There have been a lot of discussion about painting fiberglass boats on the GB owners forum over the years. These discussions are all archived if you want to join the forum and search its archives.

There are two basic choices, two-part paints and one-part paints. Both have their proponents on the GB forum. A popular one-part paint is Interlux Brightside. We have a slip neighbor who the other year repainted parts of his sailboat's main cabin. He used Brightside.

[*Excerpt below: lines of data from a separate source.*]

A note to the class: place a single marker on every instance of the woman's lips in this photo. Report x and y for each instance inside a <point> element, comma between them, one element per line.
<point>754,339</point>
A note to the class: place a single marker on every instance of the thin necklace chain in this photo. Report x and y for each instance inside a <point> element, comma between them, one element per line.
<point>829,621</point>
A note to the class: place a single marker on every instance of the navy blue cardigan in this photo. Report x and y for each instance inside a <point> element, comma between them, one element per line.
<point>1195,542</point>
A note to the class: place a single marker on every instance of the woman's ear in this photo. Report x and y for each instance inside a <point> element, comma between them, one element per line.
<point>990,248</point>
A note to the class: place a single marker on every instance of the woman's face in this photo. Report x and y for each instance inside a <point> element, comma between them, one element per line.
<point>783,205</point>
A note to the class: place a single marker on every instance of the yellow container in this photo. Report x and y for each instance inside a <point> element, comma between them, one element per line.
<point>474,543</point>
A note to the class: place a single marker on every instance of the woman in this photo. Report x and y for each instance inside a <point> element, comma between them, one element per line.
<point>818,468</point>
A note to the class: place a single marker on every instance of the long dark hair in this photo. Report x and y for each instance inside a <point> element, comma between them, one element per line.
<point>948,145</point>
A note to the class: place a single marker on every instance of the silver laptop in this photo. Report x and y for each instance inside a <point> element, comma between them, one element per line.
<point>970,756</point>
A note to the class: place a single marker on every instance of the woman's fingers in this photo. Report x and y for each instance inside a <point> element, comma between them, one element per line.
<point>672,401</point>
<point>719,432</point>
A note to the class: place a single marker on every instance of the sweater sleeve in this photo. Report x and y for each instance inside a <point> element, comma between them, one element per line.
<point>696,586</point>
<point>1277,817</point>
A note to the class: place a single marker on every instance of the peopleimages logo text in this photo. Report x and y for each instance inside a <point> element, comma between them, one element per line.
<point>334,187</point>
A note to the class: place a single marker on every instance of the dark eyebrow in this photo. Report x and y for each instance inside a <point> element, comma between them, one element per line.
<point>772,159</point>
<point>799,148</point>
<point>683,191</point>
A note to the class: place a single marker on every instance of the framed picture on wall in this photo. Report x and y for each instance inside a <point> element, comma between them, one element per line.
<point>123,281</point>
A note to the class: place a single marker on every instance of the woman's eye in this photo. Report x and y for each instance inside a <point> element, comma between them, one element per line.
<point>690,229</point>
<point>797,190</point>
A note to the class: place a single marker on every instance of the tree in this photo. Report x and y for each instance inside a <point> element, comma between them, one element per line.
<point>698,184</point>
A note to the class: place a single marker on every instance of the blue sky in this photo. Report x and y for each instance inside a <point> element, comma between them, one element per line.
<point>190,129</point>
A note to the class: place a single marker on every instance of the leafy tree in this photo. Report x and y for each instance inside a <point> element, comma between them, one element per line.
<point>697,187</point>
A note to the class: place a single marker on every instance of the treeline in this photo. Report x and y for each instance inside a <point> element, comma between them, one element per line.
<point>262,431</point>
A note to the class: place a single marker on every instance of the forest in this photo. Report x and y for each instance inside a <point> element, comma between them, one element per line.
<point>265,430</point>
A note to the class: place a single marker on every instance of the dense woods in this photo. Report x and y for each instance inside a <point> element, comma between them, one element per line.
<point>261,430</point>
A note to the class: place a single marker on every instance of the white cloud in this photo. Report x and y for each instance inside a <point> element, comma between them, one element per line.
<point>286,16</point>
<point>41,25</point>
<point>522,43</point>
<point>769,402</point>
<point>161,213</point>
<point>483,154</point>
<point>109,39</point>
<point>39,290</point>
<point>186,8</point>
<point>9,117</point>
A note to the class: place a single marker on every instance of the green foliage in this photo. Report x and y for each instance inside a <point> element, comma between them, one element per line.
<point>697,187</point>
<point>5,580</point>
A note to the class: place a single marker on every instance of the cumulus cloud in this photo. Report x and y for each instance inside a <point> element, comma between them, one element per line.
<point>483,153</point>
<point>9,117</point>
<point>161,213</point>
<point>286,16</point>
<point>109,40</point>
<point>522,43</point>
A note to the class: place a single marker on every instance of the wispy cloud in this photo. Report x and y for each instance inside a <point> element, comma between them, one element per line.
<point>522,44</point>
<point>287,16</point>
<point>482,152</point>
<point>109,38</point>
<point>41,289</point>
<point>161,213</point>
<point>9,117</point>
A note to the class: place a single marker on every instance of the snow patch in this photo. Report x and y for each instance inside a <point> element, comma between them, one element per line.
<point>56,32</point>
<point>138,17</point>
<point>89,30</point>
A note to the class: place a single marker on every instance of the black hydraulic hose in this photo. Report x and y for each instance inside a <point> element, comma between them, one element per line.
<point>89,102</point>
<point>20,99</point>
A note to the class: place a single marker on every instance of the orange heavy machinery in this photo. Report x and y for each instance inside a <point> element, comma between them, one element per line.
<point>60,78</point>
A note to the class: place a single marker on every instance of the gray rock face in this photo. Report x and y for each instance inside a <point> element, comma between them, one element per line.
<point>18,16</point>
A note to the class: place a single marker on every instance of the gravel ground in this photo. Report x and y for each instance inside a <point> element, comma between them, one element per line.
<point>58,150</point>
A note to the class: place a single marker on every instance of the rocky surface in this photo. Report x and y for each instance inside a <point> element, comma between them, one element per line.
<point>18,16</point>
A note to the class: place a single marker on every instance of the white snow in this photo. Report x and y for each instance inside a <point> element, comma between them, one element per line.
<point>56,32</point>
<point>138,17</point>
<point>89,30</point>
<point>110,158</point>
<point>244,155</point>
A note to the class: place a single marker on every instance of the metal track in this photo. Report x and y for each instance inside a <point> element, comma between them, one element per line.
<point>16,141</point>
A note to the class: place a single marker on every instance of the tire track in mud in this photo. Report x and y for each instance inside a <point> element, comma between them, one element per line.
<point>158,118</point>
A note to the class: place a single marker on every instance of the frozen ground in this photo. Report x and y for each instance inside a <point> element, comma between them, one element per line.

The other two schools of thought are spraying and not spraying. In the not-spraying camp the most popular method is roll-and-tip. This technique has you roll the paint on and immediatly follow it up with tipping with a brush to remove the roller "bubbles" and "texture." We have not used this technique on the outside of the boat but we have used it on the inside and when done properly it works quite well.

A spray finish is the best there is, although some people claim they can get pretty close with the roll-and-tip method. Spraying brings its own challenges, not the least is the need to mask and deal with overspray. Some marinas may not allow this at all in the slips. Our neighbor, who is a retired marine engineer/production boat builder, used a very small spray gun. This allowed him to keep the masking to a minimum and the overspray was nil. Plus he knows what he's doing, which is essential to getting good results from a spray gun.

Our boat is badly in need of a paint job--- the gelcoat took a beating in 25 years of California sun before we bought the boat and brought it up here, and there are numerous dings, chips, scrapes, and worn spots in the gelcoat from previous owners. Someday we may get around to trying to spruce it up a bit, and we will probably use the same technique as our neighbor--- a very small spray gun. After, of course, we prep the surfaces by fixing all the dings and whatnot.